1 Opening/welcom at 10.10 am
3 Peter explains why the fore runner group of the Interedition Action started out with a collation tool as a prototype 1 (need some history)
* Is a primary task involved in digital scholarly editing * Discussion on follow up for Collate * Decided should be collaborative development (TextGrid, ITSEE, Huygens Institute) * Interedition as COST Action followed, development of collation tool was suggested as prototype 1 for the Action
Ronald demos the state of the first prototype, Peter explains the different use cases that the tool supports.

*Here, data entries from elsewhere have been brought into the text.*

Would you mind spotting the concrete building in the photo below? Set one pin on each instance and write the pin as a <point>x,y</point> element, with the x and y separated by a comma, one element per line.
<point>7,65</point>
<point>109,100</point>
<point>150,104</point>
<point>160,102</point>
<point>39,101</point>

Stefan and Ronald ask for more input, because the algorithm can be tweaked in so many ways that mutually exclude each other. These tweaks are really interpretative moves by the scholar (what possible edit steps are more valuable or likely). It's suggested that any scholar using the collation tool should be able to choose the tweaks as to match his/hers ideas on text variant typology.
Ronald shows that the algorithm can give multiple solutions to collation. It tells you the multiple ways how one witness changed into another.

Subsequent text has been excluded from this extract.